The age of the robot is fast upon us. Gone are the days of watching a Terminator film and dreaming of robots running the world. Gone even are the days of wishing for a robotic maid to whip through your home top to bottom and render it spic and span. Delivery bots are here.
An Estonian design firm has promised such bots hitting the streets of London by year’s end. And in a period where everything from delivery drones to autonomous cars are being trial tested, it’s become increasingly clear we’re not in the Industrial Age anymore.
Starship Technologies’ delivery bot. Photo courtesy of Starship Technologies.
Starship Technologies (kudos for a title that sounds like a sci-fi film) endeavors to have bots on the streets of London by the close of the fiscal year. The startup is the brainchild of former Skype co-founders Ahti Heinla and Dane Jaanus Friis. And the pair has made it their mission to make getting your groceries and parcel delivery much more hassle free.
The bots run on batteries and will navigate up to a3-milee radius. They weigh roughly 40 pounds and generate virtually no carbon emissions. So with an almost non-existent carbon footprint to boot, the bots seem to be yet another winning entrepreneurial idea for the two Skype alum.
CEO Ahti Heinla says, “We want to do to local deliveries what Skype did to telecommunications.”
Starship Technologies’ delivery bots have been tested in Tallinn and London.
We are already experiencing a wave of delivery services testing the limits of drone technology. But here’s an option straight out of an episode of the Jetsons. The robots that run on land will be functional by the close of the year for full-on testing in London proper. Imagine bobbly bots conjured much in the style of Star Wars’ BB-8. Except these digital creatures whip from point A to Point B on wheels, not some space age tech concocted in a galaxy far, far away.
Just what can you order? Anything from groceries to small packages.

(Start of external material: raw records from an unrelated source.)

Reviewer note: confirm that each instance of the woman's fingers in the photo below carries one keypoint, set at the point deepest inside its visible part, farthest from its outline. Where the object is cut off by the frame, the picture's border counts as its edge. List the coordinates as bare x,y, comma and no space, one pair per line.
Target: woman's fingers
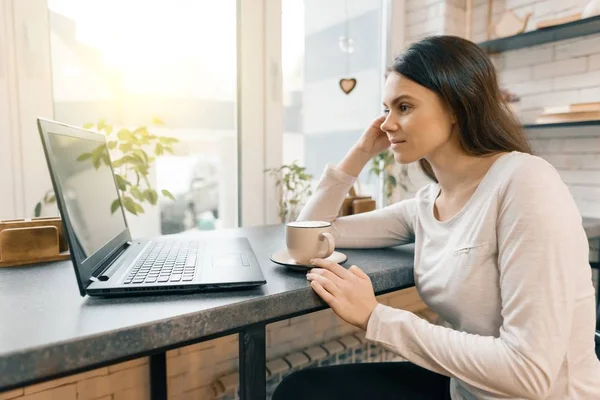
324,282
358,272
327,274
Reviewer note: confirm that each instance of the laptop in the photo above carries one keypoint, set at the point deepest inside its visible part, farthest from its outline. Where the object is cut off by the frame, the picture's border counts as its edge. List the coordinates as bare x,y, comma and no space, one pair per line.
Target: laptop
107,261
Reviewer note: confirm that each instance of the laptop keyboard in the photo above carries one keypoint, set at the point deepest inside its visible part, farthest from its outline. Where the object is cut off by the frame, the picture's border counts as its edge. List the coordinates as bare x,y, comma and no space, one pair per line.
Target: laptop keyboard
168,261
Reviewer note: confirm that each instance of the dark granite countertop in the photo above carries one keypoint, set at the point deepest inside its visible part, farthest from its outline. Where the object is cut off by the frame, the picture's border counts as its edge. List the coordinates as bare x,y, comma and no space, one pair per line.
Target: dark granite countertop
48,330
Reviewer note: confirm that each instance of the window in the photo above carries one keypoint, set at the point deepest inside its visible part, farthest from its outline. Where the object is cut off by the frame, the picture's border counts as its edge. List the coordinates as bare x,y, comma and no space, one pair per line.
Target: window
132,62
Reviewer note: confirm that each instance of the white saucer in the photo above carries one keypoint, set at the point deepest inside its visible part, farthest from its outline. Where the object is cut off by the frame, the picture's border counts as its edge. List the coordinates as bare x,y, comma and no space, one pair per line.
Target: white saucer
282,257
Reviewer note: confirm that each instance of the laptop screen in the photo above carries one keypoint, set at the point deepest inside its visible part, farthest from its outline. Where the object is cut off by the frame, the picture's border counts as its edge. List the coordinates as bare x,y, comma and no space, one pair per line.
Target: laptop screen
88,188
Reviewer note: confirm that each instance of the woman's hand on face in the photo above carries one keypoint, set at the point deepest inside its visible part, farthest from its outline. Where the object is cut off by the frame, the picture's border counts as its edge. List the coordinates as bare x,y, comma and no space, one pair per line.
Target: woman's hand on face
373,141
349,292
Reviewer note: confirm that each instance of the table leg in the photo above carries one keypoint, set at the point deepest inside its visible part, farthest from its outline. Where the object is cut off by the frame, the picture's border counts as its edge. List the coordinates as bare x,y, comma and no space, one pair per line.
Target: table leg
253,365
158,376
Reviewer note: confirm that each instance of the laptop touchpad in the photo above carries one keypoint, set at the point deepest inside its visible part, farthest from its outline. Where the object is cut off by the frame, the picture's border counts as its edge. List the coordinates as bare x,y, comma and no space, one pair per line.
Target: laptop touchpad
227,261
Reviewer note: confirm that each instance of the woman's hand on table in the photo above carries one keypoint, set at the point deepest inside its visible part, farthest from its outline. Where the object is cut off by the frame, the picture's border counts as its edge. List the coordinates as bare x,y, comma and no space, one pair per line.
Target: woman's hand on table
349,292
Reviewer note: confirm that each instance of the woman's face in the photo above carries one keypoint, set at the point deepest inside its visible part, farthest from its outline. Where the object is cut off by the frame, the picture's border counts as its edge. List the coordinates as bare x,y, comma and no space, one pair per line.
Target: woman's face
417,122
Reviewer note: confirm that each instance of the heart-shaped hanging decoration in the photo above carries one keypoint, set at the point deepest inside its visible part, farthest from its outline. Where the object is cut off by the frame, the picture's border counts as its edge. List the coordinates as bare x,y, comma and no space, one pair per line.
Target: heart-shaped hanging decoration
347,84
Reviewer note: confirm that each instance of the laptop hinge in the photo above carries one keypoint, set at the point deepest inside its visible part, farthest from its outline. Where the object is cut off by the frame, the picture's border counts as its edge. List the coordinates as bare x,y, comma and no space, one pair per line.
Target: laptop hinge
109,261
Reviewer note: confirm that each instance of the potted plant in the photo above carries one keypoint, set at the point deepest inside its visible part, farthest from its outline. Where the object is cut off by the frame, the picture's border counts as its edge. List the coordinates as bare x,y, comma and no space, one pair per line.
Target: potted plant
131,163
382,166
293,189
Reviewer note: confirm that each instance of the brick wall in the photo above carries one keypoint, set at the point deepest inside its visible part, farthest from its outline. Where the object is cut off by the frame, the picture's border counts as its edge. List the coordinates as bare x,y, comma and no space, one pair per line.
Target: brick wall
194,372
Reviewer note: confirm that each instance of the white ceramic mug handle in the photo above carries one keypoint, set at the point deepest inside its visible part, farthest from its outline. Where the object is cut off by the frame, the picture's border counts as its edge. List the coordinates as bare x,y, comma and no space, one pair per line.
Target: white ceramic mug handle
330,244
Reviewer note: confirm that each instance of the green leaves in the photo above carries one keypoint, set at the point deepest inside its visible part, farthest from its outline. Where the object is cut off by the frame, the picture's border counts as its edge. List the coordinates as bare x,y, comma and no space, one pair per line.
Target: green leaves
122,183
152,196
132,206
293,186
114,206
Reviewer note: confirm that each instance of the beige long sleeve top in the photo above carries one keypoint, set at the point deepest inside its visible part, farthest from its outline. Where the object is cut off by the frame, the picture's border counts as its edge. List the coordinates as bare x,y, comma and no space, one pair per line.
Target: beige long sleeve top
509,275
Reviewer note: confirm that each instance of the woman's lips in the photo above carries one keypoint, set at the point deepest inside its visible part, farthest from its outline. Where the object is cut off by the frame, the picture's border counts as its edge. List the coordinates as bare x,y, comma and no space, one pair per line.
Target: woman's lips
397,143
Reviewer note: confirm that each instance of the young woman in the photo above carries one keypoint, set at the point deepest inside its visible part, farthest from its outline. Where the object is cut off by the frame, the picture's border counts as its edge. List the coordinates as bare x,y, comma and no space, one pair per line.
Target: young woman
500,252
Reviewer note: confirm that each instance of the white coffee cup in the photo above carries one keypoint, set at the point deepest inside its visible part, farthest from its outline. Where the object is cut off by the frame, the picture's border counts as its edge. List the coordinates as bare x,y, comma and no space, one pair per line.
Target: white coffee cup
306,240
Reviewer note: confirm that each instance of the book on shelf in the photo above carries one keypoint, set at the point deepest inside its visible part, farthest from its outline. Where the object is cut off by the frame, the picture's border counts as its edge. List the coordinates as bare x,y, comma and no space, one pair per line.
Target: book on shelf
568,117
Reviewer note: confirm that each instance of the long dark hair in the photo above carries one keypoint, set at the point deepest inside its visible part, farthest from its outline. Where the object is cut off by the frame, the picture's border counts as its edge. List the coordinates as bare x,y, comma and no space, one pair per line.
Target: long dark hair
465,79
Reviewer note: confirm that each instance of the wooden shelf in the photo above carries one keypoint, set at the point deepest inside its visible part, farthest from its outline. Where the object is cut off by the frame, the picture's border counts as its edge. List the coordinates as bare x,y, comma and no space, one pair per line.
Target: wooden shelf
582,27
562,124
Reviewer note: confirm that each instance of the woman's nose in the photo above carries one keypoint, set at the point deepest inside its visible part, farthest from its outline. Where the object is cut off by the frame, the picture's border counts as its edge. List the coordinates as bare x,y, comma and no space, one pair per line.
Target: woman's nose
389,125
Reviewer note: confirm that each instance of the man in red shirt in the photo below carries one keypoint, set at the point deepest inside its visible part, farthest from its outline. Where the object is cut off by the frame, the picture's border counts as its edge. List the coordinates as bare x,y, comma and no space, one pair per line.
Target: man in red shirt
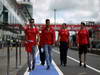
31,34
83,42
63,38
49,35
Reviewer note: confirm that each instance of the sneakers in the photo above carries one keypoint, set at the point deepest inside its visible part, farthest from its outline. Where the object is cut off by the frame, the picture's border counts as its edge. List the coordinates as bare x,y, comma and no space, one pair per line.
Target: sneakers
84,65
29,69
80,64
48,67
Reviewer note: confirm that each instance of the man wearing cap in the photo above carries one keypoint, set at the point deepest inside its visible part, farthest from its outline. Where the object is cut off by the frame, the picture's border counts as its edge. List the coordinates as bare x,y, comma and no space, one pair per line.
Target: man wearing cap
49,35
31,34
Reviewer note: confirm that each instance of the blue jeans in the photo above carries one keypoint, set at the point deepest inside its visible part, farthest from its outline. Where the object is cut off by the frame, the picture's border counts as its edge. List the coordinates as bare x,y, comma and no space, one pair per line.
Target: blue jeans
31,57
48,49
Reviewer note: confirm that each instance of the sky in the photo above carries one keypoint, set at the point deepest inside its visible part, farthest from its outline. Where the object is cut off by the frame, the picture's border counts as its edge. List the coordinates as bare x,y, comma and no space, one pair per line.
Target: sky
67,11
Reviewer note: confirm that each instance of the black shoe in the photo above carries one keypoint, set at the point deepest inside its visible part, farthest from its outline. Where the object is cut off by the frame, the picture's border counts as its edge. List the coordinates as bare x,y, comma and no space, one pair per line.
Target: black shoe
29,69
42,64
33,67
64,65
84,65
80,64
48,67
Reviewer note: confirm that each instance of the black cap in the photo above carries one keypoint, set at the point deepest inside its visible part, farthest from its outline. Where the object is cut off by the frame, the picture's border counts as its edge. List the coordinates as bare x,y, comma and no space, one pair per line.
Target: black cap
82,23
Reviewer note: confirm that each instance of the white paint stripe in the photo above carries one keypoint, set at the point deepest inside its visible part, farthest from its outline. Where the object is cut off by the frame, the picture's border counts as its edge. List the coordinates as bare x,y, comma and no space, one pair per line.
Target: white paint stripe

Yet in terms of practicality there are a number of questions worth answering. How will these delivery bots handle the obstacles of an unpredictable urban terrain? Will there be routes expressly reserved for delivery bots? And of course the elephant in the room with just this sort of tech is the question of national security. How do we guard against acts of terrorism guised in the form of a delivery bot?
Starship Technologies’ delivery bots roll along at 4 miles per hour (~6kph).
For the moment, laws are vague. And customers benefit from a gray zone feeling out period when it comes to such tech. Should you hop to London this fall perhaps you’ll get a chance to have your Marks & Spencers groceries whipped over to you by little bots.